OCD stands for Osteochondrosis dissecans.  Just to give you a hint at how complex this disease is, there is still debate over whether this even is an accurate name for the problem.  To understand this disease at all, you must first understand how bones grow.  A joint is a moving part, consisting of bones that slide along each other, separated and lubricated by joint fluid.  The surface of the bone is covered by a layer of cartilage, which is softer and more compliant than bone, and therefore stands up better than more rigid bone to the forces exerted on joints during athletic activity. 

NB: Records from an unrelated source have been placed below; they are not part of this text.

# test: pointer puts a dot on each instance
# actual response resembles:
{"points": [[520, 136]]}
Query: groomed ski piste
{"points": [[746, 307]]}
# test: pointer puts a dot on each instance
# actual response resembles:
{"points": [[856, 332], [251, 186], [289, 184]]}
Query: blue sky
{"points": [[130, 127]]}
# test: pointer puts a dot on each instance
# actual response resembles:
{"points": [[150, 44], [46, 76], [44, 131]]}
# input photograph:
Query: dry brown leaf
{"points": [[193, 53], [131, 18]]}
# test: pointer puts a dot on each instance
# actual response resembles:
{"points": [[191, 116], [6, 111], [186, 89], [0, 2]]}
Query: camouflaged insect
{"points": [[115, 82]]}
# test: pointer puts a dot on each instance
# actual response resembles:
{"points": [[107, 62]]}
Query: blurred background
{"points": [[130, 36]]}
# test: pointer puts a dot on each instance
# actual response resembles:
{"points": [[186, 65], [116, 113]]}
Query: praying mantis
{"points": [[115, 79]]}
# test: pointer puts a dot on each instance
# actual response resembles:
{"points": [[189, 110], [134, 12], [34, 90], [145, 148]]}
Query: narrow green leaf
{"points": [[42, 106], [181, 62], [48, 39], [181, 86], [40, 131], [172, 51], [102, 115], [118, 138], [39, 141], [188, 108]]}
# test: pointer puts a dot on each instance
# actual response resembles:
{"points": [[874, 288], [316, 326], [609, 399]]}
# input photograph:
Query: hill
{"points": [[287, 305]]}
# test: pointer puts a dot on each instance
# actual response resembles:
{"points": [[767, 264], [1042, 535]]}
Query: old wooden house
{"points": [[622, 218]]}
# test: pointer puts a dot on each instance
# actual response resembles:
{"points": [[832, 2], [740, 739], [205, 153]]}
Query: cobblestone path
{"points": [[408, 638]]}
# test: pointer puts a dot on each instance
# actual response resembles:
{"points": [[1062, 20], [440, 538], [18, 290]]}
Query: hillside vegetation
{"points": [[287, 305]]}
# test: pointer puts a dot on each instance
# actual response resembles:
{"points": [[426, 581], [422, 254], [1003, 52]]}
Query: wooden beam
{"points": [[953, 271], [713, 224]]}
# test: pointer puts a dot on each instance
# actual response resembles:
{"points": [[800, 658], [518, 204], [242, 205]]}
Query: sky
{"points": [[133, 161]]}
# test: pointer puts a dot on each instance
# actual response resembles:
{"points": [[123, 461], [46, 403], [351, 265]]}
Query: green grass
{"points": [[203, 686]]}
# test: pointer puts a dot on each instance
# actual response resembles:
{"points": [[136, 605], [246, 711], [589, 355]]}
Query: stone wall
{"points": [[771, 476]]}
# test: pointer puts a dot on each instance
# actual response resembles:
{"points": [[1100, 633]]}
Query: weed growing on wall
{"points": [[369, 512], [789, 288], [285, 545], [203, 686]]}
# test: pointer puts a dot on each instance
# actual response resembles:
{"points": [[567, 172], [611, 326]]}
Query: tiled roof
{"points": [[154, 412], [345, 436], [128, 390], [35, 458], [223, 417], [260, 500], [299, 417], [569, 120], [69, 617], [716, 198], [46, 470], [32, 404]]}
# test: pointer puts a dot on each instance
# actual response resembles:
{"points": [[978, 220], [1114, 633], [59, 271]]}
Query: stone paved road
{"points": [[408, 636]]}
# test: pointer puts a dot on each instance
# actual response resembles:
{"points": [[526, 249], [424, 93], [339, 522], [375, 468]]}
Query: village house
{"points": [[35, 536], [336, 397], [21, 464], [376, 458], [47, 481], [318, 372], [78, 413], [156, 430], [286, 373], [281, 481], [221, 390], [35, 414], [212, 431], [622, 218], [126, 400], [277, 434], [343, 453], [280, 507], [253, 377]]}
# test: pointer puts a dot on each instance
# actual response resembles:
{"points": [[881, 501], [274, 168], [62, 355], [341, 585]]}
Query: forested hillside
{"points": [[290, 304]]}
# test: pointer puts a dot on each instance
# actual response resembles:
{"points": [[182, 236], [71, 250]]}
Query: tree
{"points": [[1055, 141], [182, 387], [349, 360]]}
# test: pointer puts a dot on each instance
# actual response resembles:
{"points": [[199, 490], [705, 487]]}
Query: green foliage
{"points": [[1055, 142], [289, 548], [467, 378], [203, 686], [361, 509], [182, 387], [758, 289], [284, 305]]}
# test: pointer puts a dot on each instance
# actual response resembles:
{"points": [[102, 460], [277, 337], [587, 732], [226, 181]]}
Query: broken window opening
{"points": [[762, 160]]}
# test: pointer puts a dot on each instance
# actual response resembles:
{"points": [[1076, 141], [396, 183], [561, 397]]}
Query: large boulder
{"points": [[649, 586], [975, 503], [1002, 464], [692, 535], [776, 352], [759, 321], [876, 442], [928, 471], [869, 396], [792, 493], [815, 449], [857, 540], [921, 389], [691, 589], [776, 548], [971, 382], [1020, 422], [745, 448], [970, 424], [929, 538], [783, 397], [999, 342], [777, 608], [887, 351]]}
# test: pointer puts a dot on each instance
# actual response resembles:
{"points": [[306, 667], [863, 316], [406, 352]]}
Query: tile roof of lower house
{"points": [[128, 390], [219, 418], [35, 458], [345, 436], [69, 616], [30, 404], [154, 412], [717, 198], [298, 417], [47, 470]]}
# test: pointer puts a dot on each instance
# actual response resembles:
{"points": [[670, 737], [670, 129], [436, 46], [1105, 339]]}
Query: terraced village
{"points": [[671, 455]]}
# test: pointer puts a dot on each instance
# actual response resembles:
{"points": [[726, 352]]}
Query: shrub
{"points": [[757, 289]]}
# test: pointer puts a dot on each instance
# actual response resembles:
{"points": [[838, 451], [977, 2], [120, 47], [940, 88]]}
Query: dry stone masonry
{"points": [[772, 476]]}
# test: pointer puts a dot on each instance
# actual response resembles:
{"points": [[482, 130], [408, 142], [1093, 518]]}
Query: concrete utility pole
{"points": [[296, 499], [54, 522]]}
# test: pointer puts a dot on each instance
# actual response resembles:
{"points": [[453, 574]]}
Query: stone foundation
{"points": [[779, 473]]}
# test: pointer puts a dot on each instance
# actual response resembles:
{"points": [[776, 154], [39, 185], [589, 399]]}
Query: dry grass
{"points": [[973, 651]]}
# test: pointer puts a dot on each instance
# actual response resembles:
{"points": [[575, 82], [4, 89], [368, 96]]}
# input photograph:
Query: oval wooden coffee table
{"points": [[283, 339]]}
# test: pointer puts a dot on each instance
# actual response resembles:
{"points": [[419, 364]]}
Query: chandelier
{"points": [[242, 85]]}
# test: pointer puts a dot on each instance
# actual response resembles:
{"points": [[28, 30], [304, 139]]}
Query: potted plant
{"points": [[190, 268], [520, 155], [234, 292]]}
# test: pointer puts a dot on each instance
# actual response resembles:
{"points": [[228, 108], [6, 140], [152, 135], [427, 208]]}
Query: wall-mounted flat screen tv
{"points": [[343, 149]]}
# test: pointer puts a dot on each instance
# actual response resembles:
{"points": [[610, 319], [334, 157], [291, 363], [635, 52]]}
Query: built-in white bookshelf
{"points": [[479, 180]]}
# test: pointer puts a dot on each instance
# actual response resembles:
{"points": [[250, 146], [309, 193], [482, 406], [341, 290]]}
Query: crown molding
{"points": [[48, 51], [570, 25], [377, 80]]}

Think about it - how do your foal's bones get longer and thicker as the foal grows?  What happens is a process called endochondral ossification.  The bones grow from the surface cartilage toward the underlying bone.  The cartilage cells, called chondrocytes, divide and increase in number.  As they mature, they become mineralized and eventually transform into bone.  This is a rapidly ongoing process in the growing foal.  If the transition from young chondrocyte to mineralized chondrocyte to bone doesn't occur correctly, there is a defect in bone maturation.  Thus, osteochondrosis is a defect in endochondral ossification. 

Try this image to help you imagine what happens.  You are painting the jumps in your arena.  You are getting tired, so instead of putting on several thin coats of paint, and allowing each to dry in between, you start globbing on thick layers of paint, not letting each layer dry.  When you lay the paint on correctly, each layer adheres to the one beneath and you end up with a shiny surface of smooth paint that doesn't crack or peel.  If you glob the paint incorrectly, you end up with bubbles underneath the surface and cracks and flakes on the surface soon after the paint dries.  Exactly the same thing happens in foals with OCD.  The cartilage to bone development is abnormal, and the resulting defects include cysts (just like the bubbles under your paint surface) and cartilage flaps that detach from the underlying bone just like your flaky paint, because the attachment to the underlying layers is not healthy. 

Cysts lying just below a thin layer of unhealthy cartilage, flaky, cracked cartilage, and actual flaps of calcified cartilage that separate from the underlying bone are all manifestations of OCD.  In all three cases, the smooth, gliding surface that is critical to pain free, athletic joint function, is lost.  The result is swelling and pain during athletic activity.  Many factors predispose horses to develop OCD.  The particular combination of events in a given foal that result in OCD are complex and inter-related.  Some of the major forces at play are: genetics, rapid growth and large body size, excess feeding of carbohydrate, abnormal stress and trauma, and mineral imbalance, specifically copper deficiency.

This is a very basic overview of the disease process called OCD.  Tomorrow we will look at some of the most common sites in the body where OCD occurs, and the clinical significance of some of these sites.